December 26, 2024
Tx Developers Challenge NYISO, SPP, ISO-NE Order 1000 Filings
Transmission developer LS Power is protesting Order 1000 compliance filings by NYISO, SPP and ISO-NE, saying they still favor regulated incumbents over independent developers.

By William Opalka

Transmission developer LS Power Transmission is protesting Order 1000 compliance filings by NYISO, SPP and ISO-NE, saying they still favor regulated incumbents over independent developers. NextEra Energy also filed a protest in NYISO’s docket.

The protests, submitted last week, are to compliance filings the three regions made in response to Federal Energy Regulatory Commission orders in April and May.

NYISO

FERC accepted NYISO’s Order 1000 compliance filing in April while denying multiple requests for rehearing. (See FERC Denies Rehearing Requests on NYISO Order 1000 Compliance Filing.)

LS Power praised NYISO for its handling of the stakeholder process, saying it was an “open dialogue that actually valued the exchange of ideas, rather than a perfunctory process, for process sake, that occurred in some regions that oppose Order No. 1000 at the regional planner level.”

It said its protest to the ISO’s developer agreement is limited to “sections that provide no ratepayer benefit but that have the potential to substantially increase costs either through increased financing costs or through a significant mismatch to the obligations undertaken by incumbent transmission owners proposing regulated backstop solutions.”

“Because both regulated and alternative projects will be evaluated against each other under the Order No. 1000 compliant process, it is important that the developer agreement impose no more stringent obligations on the developer of an alternative regulated solution than are imposed on incumbent transmission developers,” it wrote (ER13-102-007).

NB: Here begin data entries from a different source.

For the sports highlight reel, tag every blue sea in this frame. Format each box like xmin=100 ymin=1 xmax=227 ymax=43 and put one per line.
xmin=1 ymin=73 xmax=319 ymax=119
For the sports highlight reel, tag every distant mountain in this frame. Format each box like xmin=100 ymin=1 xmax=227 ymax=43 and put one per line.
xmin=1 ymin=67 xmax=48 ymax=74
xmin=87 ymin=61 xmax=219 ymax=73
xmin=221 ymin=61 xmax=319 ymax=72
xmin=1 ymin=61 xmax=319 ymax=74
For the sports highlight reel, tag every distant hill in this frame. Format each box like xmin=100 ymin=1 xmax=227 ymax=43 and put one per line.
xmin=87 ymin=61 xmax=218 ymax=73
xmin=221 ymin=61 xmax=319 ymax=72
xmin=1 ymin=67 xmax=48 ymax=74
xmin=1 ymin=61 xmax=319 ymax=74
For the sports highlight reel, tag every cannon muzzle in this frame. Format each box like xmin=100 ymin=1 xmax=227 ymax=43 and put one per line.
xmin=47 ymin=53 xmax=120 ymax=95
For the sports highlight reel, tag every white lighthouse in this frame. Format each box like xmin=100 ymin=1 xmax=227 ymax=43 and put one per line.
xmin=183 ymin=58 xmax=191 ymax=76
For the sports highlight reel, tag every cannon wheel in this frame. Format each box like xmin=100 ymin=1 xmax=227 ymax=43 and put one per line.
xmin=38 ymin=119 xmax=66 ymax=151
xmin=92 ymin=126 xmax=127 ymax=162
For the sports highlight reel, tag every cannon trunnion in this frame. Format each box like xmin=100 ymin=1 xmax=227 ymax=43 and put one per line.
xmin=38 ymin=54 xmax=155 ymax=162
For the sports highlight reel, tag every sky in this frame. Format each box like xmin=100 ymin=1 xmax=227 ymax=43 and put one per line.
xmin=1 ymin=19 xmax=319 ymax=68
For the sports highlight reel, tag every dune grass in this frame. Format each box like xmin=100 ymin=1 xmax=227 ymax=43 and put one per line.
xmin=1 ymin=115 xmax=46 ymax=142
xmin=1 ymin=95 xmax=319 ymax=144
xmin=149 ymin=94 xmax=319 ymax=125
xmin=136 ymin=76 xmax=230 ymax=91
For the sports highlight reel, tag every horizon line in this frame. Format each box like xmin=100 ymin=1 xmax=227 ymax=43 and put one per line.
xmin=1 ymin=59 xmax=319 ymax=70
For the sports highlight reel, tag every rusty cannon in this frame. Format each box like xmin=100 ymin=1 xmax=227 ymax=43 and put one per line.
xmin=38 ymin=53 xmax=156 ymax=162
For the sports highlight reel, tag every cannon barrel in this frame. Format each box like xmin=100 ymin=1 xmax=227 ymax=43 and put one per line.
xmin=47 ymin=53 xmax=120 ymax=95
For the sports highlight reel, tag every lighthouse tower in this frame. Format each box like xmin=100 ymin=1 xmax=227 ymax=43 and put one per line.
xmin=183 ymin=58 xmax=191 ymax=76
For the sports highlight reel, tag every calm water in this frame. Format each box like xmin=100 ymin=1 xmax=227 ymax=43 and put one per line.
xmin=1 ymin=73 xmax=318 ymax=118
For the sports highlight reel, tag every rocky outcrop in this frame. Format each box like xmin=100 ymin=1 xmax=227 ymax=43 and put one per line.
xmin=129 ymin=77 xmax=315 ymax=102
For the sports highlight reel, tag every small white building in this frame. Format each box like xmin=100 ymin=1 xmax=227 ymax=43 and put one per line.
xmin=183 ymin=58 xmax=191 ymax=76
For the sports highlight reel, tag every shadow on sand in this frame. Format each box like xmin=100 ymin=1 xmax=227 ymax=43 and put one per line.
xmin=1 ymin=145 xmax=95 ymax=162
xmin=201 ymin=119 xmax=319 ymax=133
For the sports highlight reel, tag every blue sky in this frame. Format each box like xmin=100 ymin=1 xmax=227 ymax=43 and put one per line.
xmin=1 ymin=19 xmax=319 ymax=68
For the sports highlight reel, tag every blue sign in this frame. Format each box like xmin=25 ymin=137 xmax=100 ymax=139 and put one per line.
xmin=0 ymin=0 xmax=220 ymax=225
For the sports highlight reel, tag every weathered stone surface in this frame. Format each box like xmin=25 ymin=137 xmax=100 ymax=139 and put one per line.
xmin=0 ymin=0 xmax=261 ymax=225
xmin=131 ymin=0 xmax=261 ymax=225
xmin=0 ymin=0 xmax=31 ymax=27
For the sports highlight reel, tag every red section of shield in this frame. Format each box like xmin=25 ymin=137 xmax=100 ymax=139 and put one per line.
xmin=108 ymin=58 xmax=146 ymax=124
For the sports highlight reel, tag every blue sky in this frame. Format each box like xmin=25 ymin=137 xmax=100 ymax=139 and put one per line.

NextEra said the agreement burdens alternative developers without guaranteeing faster project completion. It said the deadlines within the agreement do not reflect the reality of project development schedules and that NYISO should not be given latitude to terminate a project agreement when the project is faced with obstacles beyond the developer’s control.

SPP

LS Power said SPP’s compliance filing fails to meet the requirements of Order 1000 because its exceptions to competitive bidding are overly broad. (See FERC Rejects Rehearing Request on SPP Order 1000 Filing.)

It said competitive bidders should only be disqualified if the only feasible route would alter an incumbent transmission owner’s use and control of its existing right of way and law or regulation prevents use of alternatives to those rights-of-way (ER13-366).

ISO-NE

In New England, LS Power said ISO-NE failed to delete certain language as ordered by FERC following its second compliance order from 2013 regarding backstop transmission solutions (ER13-193).